Fuel trucks, telephone repair crews and DOT road maintenance workers were among the first passengers today for the 15-mile ride from Stumpy Point across Pamlico Sound to the Hatteras Island village of Rodanthe.

Interviewed on Fox News, Perdue noted that N.C. 12 frequently has been damaged in past storms, and it was broken in several places this weekend

“Well it is severely damaged,” Perdue said. “This happened here during Isabel in the early 2000s, and it took us a couple of months to fix it. There was only one breach then, and I flew over it yesterday and there were two that I saw. And I am told this morning there’s three.

“So it will take a while. I don’t know how soon, but we’ve got a whole crew of Department of Transportation people and engineers there as we speak, and we’re trying to talk to the feds about the permits we’ll need,” Perdue said.

In all, DOT said at least 40 roads and bridges were still closed, and others were impassable because of fallen trees and power lines and other storm debris.

More than 1,000 evacuees remained today in 14 shelters, down from a peak of more than 7,500 people in 81 shelters on Saturday. The American Red Cross and the Salvation Army have served 57,000 meals for evacuees and first responders. Nearly 300,000 homes and businesses are still without electrical power.

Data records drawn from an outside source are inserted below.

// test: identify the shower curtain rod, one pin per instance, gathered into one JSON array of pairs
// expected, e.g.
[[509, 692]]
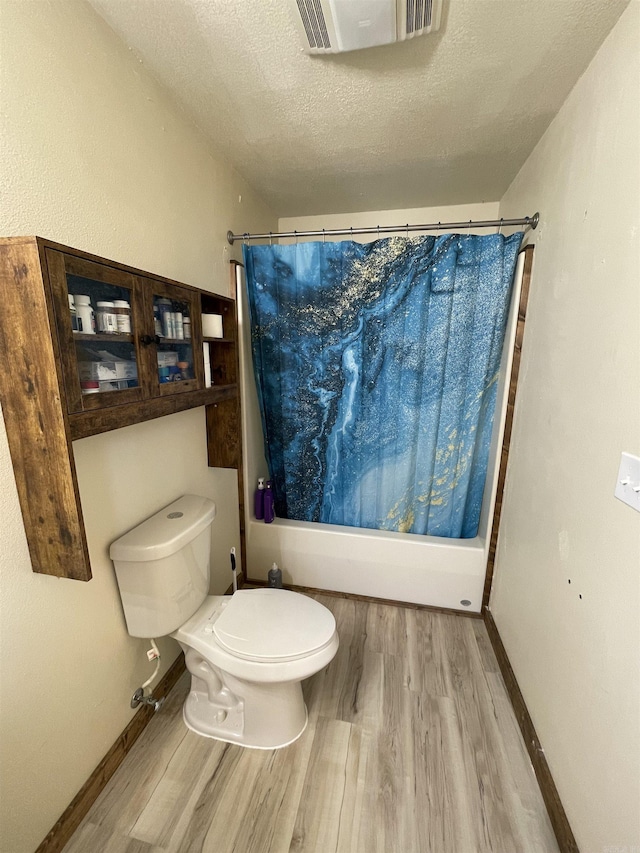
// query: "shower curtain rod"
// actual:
[[388, 229]]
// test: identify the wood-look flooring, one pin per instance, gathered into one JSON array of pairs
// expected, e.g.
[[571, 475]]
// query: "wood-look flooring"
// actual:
[[412, 747]]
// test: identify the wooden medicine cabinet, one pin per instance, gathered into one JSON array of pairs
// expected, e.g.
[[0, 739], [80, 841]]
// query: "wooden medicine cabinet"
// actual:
[[128, 347]]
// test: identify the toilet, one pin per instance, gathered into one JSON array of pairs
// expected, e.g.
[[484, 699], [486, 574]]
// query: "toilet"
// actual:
[[247, 653]]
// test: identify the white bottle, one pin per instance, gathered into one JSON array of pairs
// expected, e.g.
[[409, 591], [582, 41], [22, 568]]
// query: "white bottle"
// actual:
[[86, 317]]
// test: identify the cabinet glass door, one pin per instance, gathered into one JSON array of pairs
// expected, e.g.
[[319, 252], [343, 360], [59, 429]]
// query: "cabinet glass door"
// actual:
[[96, 316], [176, 321]]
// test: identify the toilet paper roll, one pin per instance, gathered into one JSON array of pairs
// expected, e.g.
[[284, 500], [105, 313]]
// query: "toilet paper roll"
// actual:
[[212, 325]]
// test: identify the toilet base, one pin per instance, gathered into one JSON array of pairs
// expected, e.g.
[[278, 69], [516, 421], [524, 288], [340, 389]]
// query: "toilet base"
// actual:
[[204, 729], [226, 708]]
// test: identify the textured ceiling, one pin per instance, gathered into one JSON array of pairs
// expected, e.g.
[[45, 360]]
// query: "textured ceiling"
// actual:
[[446, 118]]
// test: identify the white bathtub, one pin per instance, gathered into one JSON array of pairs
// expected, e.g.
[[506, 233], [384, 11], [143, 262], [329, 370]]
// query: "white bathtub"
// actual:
[[400, 566]]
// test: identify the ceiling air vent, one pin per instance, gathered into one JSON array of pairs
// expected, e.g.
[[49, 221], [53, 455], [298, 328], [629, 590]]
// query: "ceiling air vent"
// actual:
[[337, 26]]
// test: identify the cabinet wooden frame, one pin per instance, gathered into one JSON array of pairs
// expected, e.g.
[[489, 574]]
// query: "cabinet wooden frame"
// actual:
[[44, 409]]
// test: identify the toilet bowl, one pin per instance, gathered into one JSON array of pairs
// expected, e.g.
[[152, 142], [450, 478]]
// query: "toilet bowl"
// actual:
[[247, 653]]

President Obama has approved a federal emergency declaration for 34 counties, making additional federal assistance available for Beaufort, Bertie, Brunswick, Camden, Carteret, Chowan, Columbus, Craven, Currituck, Dare, Duplin, Edgecombe, Halifax, Hyde, Gates, Greene, Hertford, Johnston, Jones, Lenoir, Martin, New Hanover, Nash, Northampton, Onslow, Pamlico, Pasquotank, Pender, Perquimans, Pitt, Tyrrell, Wayne, Washington and Wilson counties.

Perdue requested additional help with a federal disaster declaration today for seven counties that suffered some of the heaviest damage: Beaufort, Carteret, Craven, Dare, Hyde, Pamlico and Tyrrell counties.